Full member nations like England, Pakistan and Sri Lanka haven't been at their best so far at the World Cup

England have lost both their World Cup matches so far convincingly 

Sport doesn’t take incompetence or undue arrogance. The lessons for those who test its tolerance can sometimes be brutally painful as it is in the ongoing World Cup. West Indies, England, and Pakistan have been at the receiving end of some severely bruising treatment this past week. Sri Lanka seem keen to join the wagon of woes with a couple of less than desirable performances. It was as if they had taunted the wrath of the cricketing Gods, who tore into them with carnal delight. 

Step up or step out 

On the one hand, an event such as the World Cup can define a career; on the other, it can also prove to be a deeply scarring experience as we have seen in the past few days. Sachin Tendulkar spent an entire lifetime craving an opportunity to earn an elusive winner’s medallion. Several others have faded away even before they could get a scent of the precious metal.

Somewhere in between those extremes lurks a dark monster, capable of subjecting its ill prepared victims to a fate far worse than not laying hands on the prized trophy. The minnows – the cricketing wannabe teams – enter the tournament knowing fully well that they might be shown up for their inadequacies. The big teams, though, are expected to put out their best show and run it close, if not win it.

But then sport takes no prisoners and the manner in which Ireland disrobed West Indies in front of a shocked multitude of people was a grim reminder of the fate that awaits those that fail to fasten their straps.

Take heart from West Indies

Tony Cozier, the resident expert on West Indies cricket, wrote that his team was “embarrassingly inferior” to Ireland. Coming from Cozier, who has seen all available shades of Windies cricket, it was a damning indictment of the unit. As they walked off stark naked, humiliated and ravaged, many thought that the team might be destroyed by the Irish assault.

The same fate befell England against the hosts New Zealand. Only this time the outcome was far more barbaric. Suffice to say that most of those English players tossed in their bed feeling deeply disrobed even if they were wearing three layers of clothing.

Sir Geoffrey Boycott was incensed enough to call his compatriots “hopeless losers”, and Ian Bell issued an apology to the fans for “embarrassing” them with their performance.
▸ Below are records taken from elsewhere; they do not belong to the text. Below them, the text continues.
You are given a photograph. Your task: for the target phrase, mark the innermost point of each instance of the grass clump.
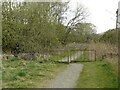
(98, 74)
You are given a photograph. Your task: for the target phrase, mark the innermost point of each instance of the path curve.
(67, 78)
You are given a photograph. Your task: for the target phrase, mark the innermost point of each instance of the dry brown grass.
(103, 49)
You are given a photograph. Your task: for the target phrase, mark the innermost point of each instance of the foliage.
(110, 36)
(34, 27)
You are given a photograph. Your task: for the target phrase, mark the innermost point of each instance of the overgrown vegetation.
(34, 27)
(29, 74)
(99, 74)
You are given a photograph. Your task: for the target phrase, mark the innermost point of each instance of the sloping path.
(67, 78)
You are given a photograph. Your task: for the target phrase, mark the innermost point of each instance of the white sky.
(102, 12)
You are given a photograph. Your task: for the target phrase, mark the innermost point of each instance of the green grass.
(83, 57)
(98, 74)
(59, 56)
(28, 74)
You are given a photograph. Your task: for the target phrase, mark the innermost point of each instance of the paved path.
(67, 78)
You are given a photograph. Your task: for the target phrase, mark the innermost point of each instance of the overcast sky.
(102, 12)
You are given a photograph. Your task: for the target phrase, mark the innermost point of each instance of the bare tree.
(80, 14)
But even in the darkest moment of despair, sport offers hope.

Misbah ul Haq and Co. haven’t opened their account as well 

For those that offer their heart, sport stretches out its arms in forgiveness. The West Indies embraced it with pleasure when they redeemed themselves to an extent with a brutal assault on Pakistan, to reclaim some of the dignity they lost in that match against Ireland.

The brave men from Ireland and Afghanistan are acquitting themselves with pride and purpose. Not only are they playing the game with unfathomable faith in themselves, but in doing so, they are teaching the more fancied teams a few lessons they seem to have forgotten.

Turn it around and make it memorable

Back to the tormented men – the Lankans joined the party with a dismal effort before scraping past the fledgling Afghans. You can be certain that today’s match may have left many an islander feeling the gravity of being on a sinking boat. Wonder what Arjuna Ranatunga might want to say now, especially since he is the man in charge of Ports and Shipping.

The tournament is significant for the Lankans, as it is the last chance for two of their legends – Kumar Sangakkara and Mahela Jayawardene – to grasp at the one piece of silver that is treasured more than any in the game of cricket.

Pakistan, England and Sri Lanka – Each of them can still take comfort from the redemption of the Windies and the cushion offered by the format of this tournament. They could still scrape through to the last eight, but the road they traverse will only have turned a full circle if they begin to get their mind and skills in the right places. 

The choices are starkly clear – an abject surrender and lasting disgrace or a series of purposeful performances to reclaim lost honour. The journey of some of these teams from torment to triumph could indeed turn into a compelling narrative and a deeply memorable experience for the millions of hearts following every beat of this topsy-turvy tournament.